KI-Einsatz - Risiko - Digitale Überforderung
Stress durch KI: Wie Unternehmen den "AI Burnout" vermeiden

Während Chatbots Kundenanfragen beantworten und generative Tools Quartalsberichte samt Präsentationen liefern, scheint der Traum vom entlasteten Arbeitstag greifbar nahe. Doch die Realität sieht vielerorts anders aus: Statt weniger Stress bringt der KI-Einsatz neue Herausforderungen – und birgt psychische Risiken. In den USA kursiert bereits ein Begriff dafür: AI Burnout.

Burnout durch Technologie? Studien zeigen, dass KI-Tools nicht nur Arbeit abnehmen, sondern auch neue Belastungen schaffen – vor allem, wenn Erwartungen und Realität auseinanderklaffen. "Viele haben tatsächlich das Gefühl, dass sie damit Routinetätigkeiten auslagern können", sagt die Grazer Arbeitspsychologin Bettina Kubicek im Gespräch mit dem Standard. Doch Entlastung bedeute nicht automatisch Erleichterung. Wer mit KI arbeitet, muss sich auch mit ihren Ergebnissen auseinandersetzen – und das oft zusätzlich zum Tagesgeschäft. Eine Umfrage der Plattform Upwork zeigt: Drei Viertel der Befragten empfinden KI-Tools als zusätzlichen Stressfaktor. Fast zwei Drittel glauben sogar, dass durch KI ihr Burnout-Risiko steigt.

Wenn Arbeit an Sinnhaftigkeit verliert

Besonders brisant: Während viele Beschäftigte unter Druck geraten, sehen Führungskräfte oft nur die Vorteile. Laut einer Accenture-Studie befürchten nur 37 Prozent der Managerinnen und Manager, dass KI zur Überlastung führen könnte – bei den Angestellten sind es 60 Prozent.

"Dass es vermehrt zu klinischem Burnout kommt, ist eher unwahrscheinlich", so Kubicek. Aber: "Es ist möglich, dass eher leichte Burnout-Beschwerden wie Erschöpfungszustände zunehmen." Denn wenn Entscheidungen, Kreativität und Problemlösung an Algorithmen ausgelagert werden, verliere Arbeit an Sinnhaftigkeit – ein zentraler Faktor für psychisches Wohlbefinden.

Technologie ersetzt keine Wertschätzung

Auch der soziale Aspekt gerät unter Druck. Laut einer Umfrage der Plattform Indeed hält jede vierte befragte Person KI mittlerweile für kompetenter als Kolleg:innen. 36 Prozent holen Feedback nur noch von Algorithmen ein. Die Folge: weniger Austausch, mehr Isolation, schlechterer Schlaf, mehr Alkohol nach Feierabend – so das Ergebnis einer Studie von 2023.

Dabei ist der Begriff "AI Burnout" für Kubicek ein Buzzword: "Es ist nicht die Technologie an sich, die sich positiv oder negativ auf Burnout-Beschwerden auswirkt, sondern, wie die Technologie Arbeitsbedingungen und Erwartungen verändert." Entscheidend seien der Kontext und die Art der Einführung.

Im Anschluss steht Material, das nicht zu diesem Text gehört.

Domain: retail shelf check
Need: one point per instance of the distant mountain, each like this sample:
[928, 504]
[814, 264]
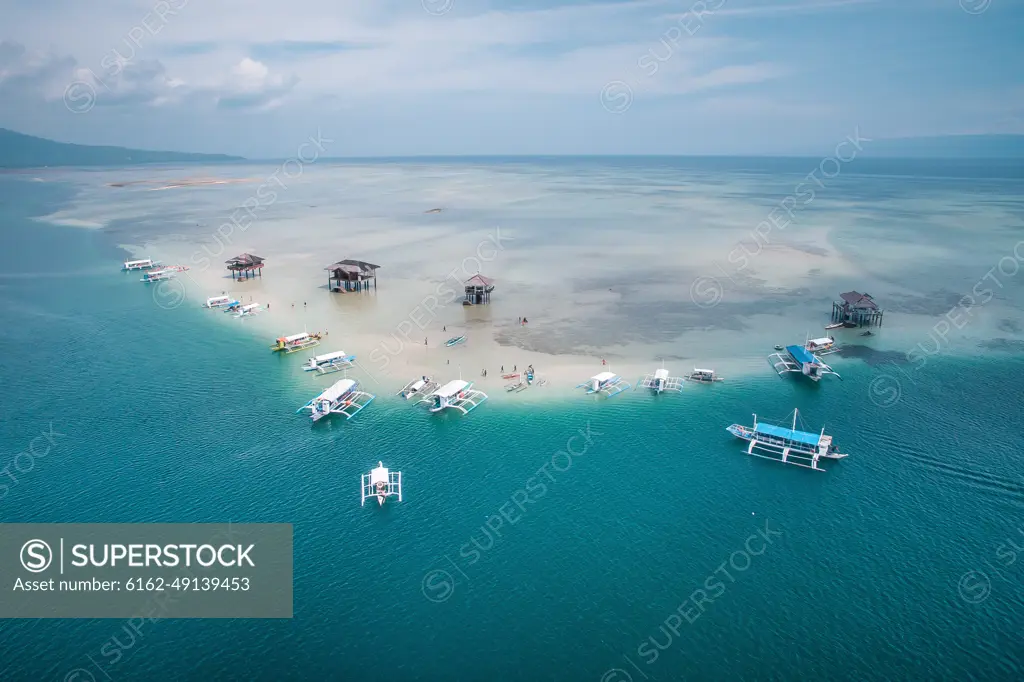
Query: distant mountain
[948, 146]
[17, 151]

Dass KI oft unter dem Vorwand eingeführt wird, Prozesse zu verschlanken, sieht auch Eugenia Stamboliev, Medien- und Technikphilosophin, kritisch: "Wir sehen, dass wir zwar effizienter werden, aber nicht weniger arbeiten." Zudem würden neue Technologien immer schneller in den Arbeitsalltag integriert: "Beim Buchdruck hat es Jahrhunderte gedauert. Bei KI sprechen wir von wenigen Jahren."

Wandel ohne Anleitung überfordert Teams

Diese Geschwindigkeit überfordert viele Unternehmen – und ihre Mitarbeitenden. "Viele Teams fühlen sich von der rasanten Entwicklung überrollt", sagt Patrick Swanson, Ex-Social-Media-Chef der ZiB und Gründer des KI-Unternehmens Verso im Silicon Valley. Seine Kritik richtet sich an das Management: "Nur zu sagen, ihr müsst jetzt alle KI nutzen und mehr liefern, ist nicht der Weg."

Was es stattdessen brauche? Struktur, Schulung – und realistische Erwartungen. Denn klar ist: KI kann entlasten. Aber nur, wenn sie sinnvoll eingesetzt wird. Oder wie Kubicek es formuliert: "Wir können KI so einsetzen, dass sie die Anforderungen erhöht und das Wohlbefinden beeinträchtigt. Wir können sie aber auch so integrieren, dass sie die Menschen sinnvoll unterstützt."